Und dann war heute früh plötzlich meine Toilettenspülung defekt. Noch morgenmuffelig schrieb ich dir davon. Eine Stunde später klingeltest du an meiner Tür. Mit einem Augenzwinkern und einem sarkastischem „Welcome back“ empfing ich dich. Cool-bleiben war ja schließlich mein Plan. Plötzlich saßen wir uns wieder gegenüber. Nach über einem halben Jahr sahen wir uns an und ich wusste, dieser verdammte Plan war für die Katz. Wir begegneten uns heute neu und doch altbekannt. Welchen Sinn hätte es gemacht, Distanz und Kühle vorzugaukeln, wenn sofort Nähe und Wärme wieder zurück waren? Wie sollte ich mich vor jemandem verstecken oder verstellen, der bereits jeden meiner Gedanken kennt, der über jedes meiner Gefühle bescheid weiß, der mich schon so viele Male lachen, weinen und sogar nackt gesehen hat? Jeder Versuch davon wäre sinnbefreit gewesen. Also machten wir heute einfach dort weiter, wo ich vor sechs Monaten „Tschüß, bis später.“ gesagt und dich dann doch bis heute nicht mehr wiedergesehen hatte.

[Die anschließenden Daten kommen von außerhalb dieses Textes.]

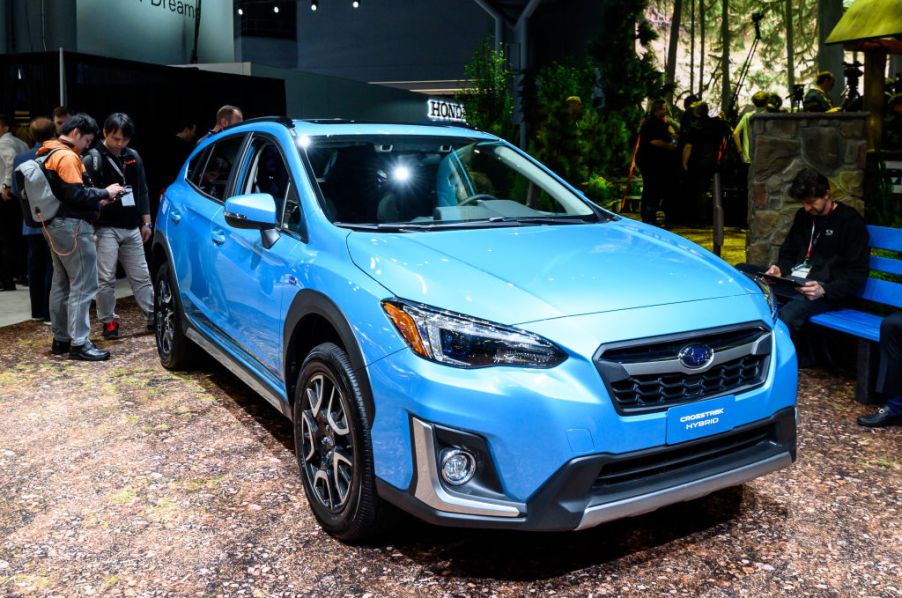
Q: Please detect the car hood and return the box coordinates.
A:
[347,220,760,324]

Mein Plan für den heutigen Tag und auch für dich sah so nicht aus. Natürlich hätte ich anders auf alles reagieren können. Es lag in meiner Hand, dir abzusagen und meine Vorhaben durchzuziehen. Ich hätte dich auch nur die Toilettenspülung reparieren und danach sofort gehen lassen können, um gar kein intensives Gespräch aufkommen zu lassen. Ich hätte dich heute einfach nicht mehr liebhaben können. Hab ich aber alles nicht getan, weil ich es eben nicht kann. Denn genau diese spontanen Überfälle des Lebens, die aus dem Nichts geschehen und mich überrumpeln, machen mein eigenes Leben aufregend und bunt. Selbst, wenn ich mich frage, was dieser Blödsinn jetzt soll, warum er geschieht, bin ich doch viel zu neugierig auf diese Überraschungen und deren Konsequenzen.

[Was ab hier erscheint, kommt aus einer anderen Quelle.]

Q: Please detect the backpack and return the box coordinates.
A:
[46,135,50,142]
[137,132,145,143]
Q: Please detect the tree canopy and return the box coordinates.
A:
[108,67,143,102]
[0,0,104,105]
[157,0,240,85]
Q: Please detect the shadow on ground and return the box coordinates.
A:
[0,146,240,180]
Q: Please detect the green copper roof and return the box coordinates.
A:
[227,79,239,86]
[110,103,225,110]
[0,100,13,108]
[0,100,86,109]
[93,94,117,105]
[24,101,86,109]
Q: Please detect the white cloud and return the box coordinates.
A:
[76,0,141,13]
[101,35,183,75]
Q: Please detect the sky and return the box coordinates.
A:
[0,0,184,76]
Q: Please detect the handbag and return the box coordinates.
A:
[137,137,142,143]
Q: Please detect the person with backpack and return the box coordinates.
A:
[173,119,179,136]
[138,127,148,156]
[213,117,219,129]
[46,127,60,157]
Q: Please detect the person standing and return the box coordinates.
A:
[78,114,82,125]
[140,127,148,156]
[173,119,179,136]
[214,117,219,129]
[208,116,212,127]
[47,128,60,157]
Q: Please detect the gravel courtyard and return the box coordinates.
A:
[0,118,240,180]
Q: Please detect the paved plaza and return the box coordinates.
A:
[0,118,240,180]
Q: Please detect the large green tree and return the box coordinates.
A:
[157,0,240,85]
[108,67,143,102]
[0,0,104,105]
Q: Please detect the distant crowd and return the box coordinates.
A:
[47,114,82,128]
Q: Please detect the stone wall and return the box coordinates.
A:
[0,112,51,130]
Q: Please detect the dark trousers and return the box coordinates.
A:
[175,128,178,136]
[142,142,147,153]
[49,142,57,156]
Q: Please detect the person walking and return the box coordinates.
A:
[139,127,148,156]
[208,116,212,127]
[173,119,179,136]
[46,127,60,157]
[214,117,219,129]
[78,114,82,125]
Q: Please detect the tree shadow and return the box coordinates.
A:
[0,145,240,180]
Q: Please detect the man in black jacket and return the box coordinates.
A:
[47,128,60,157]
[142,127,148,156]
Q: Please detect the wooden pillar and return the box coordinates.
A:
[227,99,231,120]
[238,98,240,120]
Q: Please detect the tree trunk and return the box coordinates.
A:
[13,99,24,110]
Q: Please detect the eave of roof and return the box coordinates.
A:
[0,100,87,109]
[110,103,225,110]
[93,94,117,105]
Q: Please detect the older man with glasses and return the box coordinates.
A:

Vielleicht tut es mir nicht immer gut, mich dem, was auf mich zukommt, hinzugeben. Vielleicht ist es aber auch wichtig für mich. Erfahren kann ich es letztendlich nur, wenn ich es zulasse, wenn ich einfach mit den Geschehnissen, mit diesem Leben, mitfließe und wüstes Gedankengeschrei, was eventuell daraus geschehen könnte, vorher auf lautlos schalte.

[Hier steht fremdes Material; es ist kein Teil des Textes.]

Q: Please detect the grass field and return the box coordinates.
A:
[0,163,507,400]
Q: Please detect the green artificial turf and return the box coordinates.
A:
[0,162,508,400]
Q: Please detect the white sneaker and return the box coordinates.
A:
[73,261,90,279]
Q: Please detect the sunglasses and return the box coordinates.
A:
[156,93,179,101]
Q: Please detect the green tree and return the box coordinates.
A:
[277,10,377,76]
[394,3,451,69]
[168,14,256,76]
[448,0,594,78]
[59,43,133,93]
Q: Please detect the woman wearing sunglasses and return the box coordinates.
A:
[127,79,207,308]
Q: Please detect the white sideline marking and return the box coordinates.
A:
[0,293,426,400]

Nein du solltest nicht mehr in meinem Leben auftauchen und meine Seele berühren. Du solltest mir nie mehr in die Augen und all meine Gedanken und Gefühle darin sehen können.

Aber weißt du, ganz egal, was ich ursprünglich wollte oder nicht. Auch egal, was morgen die Konsquenz von heute sein wird. Ich habe es genossen, wieder mal mit dir zu reden, deine Stimme zu hören und in deinen Augen zu sehen, dass wir uns vielleicht doch nie komplett verloren haben. Ja, ich habe dich für ein paar Stunden genießen können. Wenn es dir nur ein bisschen genauso ging, dann war dieser ungeplante Tag genau richtig, wie er war, ohne dass wir ihn so wollten.

Also, scheiß auf all meine Pläne. Die Weihnachtsdeko und der alte Drucker stehen ja auch noch immer herum. Wen interessiert es? Das Leben jedenfalls nicht, denn dieses hat immer etwas ganz Eigenes mit uns vor…

… zum Beispiel, die Toilettenspülung zu sabotieren.